Get with someone that has done this before and get some coaching and get your horse into the hills where these muscle groups will develop through use.

Here we are on a 5 mile hill climb and guess what,it develops all the parts that you are talking about.


----------



## tinyliny (Oct 31, 2009)

I don't know if there is any real difference between a Pessoa and the system shown there. I don't know if they work or not. I don't know if they are detrimental or not.
But I do know that you do not develop the kind of lift of the back we all seek that enables the horse to reach more under himself and shift more weight to the rear by "building back muscles." as is quoted in the manual. Just like us, the horse lifts his back by engaging his ABDOMINAL muscles , and other muscles that run below the spine /back. He develops his core to strengthen his back. If he is engaging his back muscles (i.e. contracting them, as that is the only thing a muscle CAN do) then his back will become tighter and shorter and thus drop down.


----------



## ~*~anebel~*~ (Aug 21, 2008)

It's far cheaper and easier to just get some bale twine and tie the horse's face to its chest...

May I suggest lessons with a certified instructor? In this case you won't need to rely on gadgets to train for you..


----------



## Scoutrider (Jun 4, 2009)

I wouldn't spend the money on the system. Even if it works as advertised, which I doubt, it won't do anything that can't be done with a well-fitting saddle and snaffle bridle and correct back-to-front riding. Personally, I would keep working on getting your mare forward, transitions between and within gaits, leg yields and "true" lateral work (shoulder fore, shoulder in, etc.), and some hill work as Marecare suggested. It'll take time, but you'll get your mare properly working from behind and rounding naturally without all that paraphernalia.

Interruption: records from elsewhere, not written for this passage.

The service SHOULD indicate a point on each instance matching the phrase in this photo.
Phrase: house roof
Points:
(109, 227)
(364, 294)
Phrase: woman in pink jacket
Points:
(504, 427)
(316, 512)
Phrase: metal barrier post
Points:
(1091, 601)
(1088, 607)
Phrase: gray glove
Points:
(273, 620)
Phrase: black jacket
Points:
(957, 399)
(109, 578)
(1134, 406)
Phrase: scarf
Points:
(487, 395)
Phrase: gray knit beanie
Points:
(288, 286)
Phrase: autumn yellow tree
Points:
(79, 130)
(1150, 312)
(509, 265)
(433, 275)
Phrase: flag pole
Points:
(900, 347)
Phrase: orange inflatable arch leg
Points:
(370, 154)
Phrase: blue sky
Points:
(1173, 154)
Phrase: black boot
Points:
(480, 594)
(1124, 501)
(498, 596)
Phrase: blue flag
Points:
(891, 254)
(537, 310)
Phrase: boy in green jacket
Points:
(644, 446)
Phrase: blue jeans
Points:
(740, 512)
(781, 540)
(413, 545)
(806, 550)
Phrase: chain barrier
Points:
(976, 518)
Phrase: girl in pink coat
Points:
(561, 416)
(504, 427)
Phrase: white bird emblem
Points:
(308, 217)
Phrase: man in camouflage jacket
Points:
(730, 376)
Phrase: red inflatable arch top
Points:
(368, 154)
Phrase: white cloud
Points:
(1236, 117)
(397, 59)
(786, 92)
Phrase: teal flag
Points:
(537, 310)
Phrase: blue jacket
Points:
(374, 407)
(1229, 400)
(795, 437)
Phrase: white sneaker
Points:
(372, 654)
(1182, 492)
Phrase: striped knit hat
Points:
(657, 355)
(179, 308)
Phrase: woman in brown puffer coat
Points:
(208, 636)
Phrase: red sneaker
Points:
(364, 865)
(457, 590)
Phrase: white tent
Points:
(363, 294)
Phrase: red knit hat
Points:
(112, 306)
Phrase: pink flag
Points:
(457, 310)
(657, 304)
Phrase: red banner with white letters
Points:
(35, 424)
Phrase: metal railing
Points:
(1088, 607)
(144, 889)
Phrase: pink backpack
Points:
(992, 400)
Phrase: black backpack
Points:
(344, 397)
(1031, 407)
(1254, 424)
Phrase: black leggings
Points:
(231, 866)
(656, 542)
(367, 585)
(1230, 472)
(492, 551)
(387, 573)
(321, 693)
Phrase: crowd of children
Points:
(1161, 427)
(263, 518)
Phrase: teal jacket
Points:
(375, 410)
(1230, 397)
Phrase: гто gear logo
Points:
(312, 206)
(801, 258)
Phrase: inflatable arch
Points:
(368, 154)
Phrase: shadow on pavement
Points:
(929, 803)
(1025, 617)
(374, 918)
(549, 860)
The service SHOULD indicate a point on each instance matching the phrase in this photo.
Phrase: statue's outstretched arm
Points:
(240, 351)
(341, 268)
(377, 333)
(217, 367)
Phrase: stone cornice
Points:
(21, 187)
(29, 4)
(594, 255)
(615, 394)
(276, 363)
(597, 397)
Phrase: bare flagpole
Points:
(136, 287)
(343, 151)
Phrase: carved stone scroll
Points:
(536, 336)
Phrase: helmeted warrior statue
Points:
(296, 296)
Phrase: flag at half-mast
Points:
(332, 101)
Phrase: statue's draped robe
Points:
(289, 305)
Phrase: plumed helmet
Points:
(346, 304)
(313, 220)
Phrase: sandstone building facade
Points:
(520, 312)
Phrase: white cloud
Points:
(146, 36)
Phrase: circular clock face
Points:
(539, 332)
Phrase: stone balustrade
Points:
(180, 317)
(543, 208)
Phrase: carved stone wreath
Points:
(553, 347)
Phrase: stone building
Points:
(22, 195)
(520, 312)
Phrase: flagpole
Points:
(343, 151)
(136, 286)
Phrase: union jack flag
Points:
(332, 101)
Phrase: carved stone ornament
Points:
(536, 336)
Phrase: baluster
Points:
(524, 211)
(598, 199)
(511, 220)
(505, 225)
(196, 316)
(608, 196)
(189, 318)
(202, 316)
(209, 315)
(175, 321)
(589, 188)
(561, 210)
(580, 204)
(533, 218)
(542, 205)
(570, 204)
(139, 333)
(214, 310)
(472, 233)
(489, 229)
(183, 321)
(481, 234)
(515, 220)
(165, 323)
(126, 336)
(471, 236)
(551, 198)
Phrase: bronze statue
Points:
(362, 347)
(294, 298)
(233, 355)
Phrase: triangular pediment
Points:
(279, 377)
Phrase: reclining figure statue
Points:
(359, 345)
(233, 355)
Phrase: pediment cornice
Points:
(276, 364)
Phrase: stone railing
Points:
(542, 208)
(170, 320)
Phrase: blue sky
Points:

Additionally, if you don't have personal experience introducing something like that to a horse who's never seen/felt it before, I'd enlist the help of someone who has. That's a lot of strap and rope to tangle in if the horse starts feeling claustrophobic about it.


----------



## IvySteele (Feb 8, 2011)

Thanks for the help guys.
_Posted via Mobile Device_


----------



## ScharmLily (Nov 23, 2009)

Personally, I wouldn't waste my money on it. In addition to hillwork and lateral movements, some work with ground poles may also be helpful. Often these gadgets seem like they would work, but they are really just a gimick. I know that I have had many people recommend using side reins while lunging, however, each time I have used them or seen others use them, I notice the same thing. That they bump the horse (unlike a forgiving hand) with every stride, and actually encourage the horse to eventually come off the bit rather than accept it, or just become hard in the mouth. Although the end result "looks" like the horse is traveling correctly, it just induces more problems than it helps. Also, with many of these gadgets, a lot of horses will feel really claustrophobic wearing them.


----------